To be perfectly honest, until I started thinking about the answers to those questions, the differences between self-esteem and self-compassion had previously never occurred to me in the many (too many) years of my life. Yet another surprise that has been visited upon me as a result of writing this book!

But, of course, as soon as one thinks about it, there is a difference between self-esteem and self-compassion! Almost as though the former is an outward-looking perspective of oneself and the latter is the diametric opposite; an inward-looking perspective

Or as Kristin Neff, an associate professor in human development and culture at the University of Texas, Austin, puts it in an article published online by the The Greater Good Science Center, University of California:

Most of us are incredibly hard on ourselves when we finally admit some flaw or shortcoming: “I’m not good enough. I’m worthless.”

And of course, the goalposts for what counts as “good enough” seem always to remain out of reach. No matter how well we do, someone else always seems to be doing it better. The result of this line of thinking is sobering: Millions of people need to take pharmaceuticals every day just to cope with daily life. Insecurity, anxiety, and depression are incredibly common in our society, and much of this is due to self-judgment, to beating ourselves up when we feel we aren’t winning in the game of life.

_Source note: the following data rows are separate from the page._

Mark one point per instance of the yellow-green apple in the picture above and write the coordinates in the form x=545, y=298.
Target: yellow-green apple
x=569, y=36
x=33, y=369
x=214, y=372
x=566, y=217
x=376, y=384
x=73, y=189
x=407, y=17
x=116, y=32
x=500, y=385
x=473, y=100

So if self-esteem is the judgement or evaluation of oneself, self-judgment in other words, and may only be measured, by definition, through comparing oneself to others, then what is self-compassion?

An article published in February, 2011 by Tara Parker-Pope of The New York Times offers an insight that isn’t immediately obvious to one. It opens:

Do you treat yourself as well as you treat your friends and family?

That simple question is the basis for a burgeoning new area of psychological research called self-compassion — how kindly people view themselves. People who find it easy to be supportive and understanding to others, it turns out, often score surprisingly low on self-compassion tests, berating themselves for perceived failures like being overweight or not exercising.

Tara Parker-Pope then refers to Professor Kristin Neff; as follows:

But Kristin Neff, a pioneer in the field, says self-compassion is not to be confused with self-indulgence or lower standards.
I found in my research that the biggest reason people aren’t more self-compassionate is that they are afraid they’ll become self-indulgent,” said Dr. Neff, an associate professor of human development at the University of Texas at Austin. “They believe self-criticism is what keeps them in line. Most people have gotten it wrong because our culture says being hard on yourself is the way to be.

Fear of becoming self-indulgent restrains people from being more self-compassionate! I find that counter-intuitive but readily admit that it had never crossed my mind. The article then continues:

Imagine your reaction to a child struggling in school or eating too much junk food. Many parents would offer support, like tutoring or making an effort to find healthful foods the child will enjoy. But when adults find themselves in a similar situation — struggling at work, or overeating and gaining weight — many fall into a cycle of self-criticism and negativity. That leaves them feeling even less motivated to change.

Self-compassion is really conducive to motivation,” Dr. Neff said. “The reason you don’t let your children eat five big tubs of ice cream is because you care about them. With self-compassion, if you care about yourself, you do what’s healthy for you rather than what’s harmful to you.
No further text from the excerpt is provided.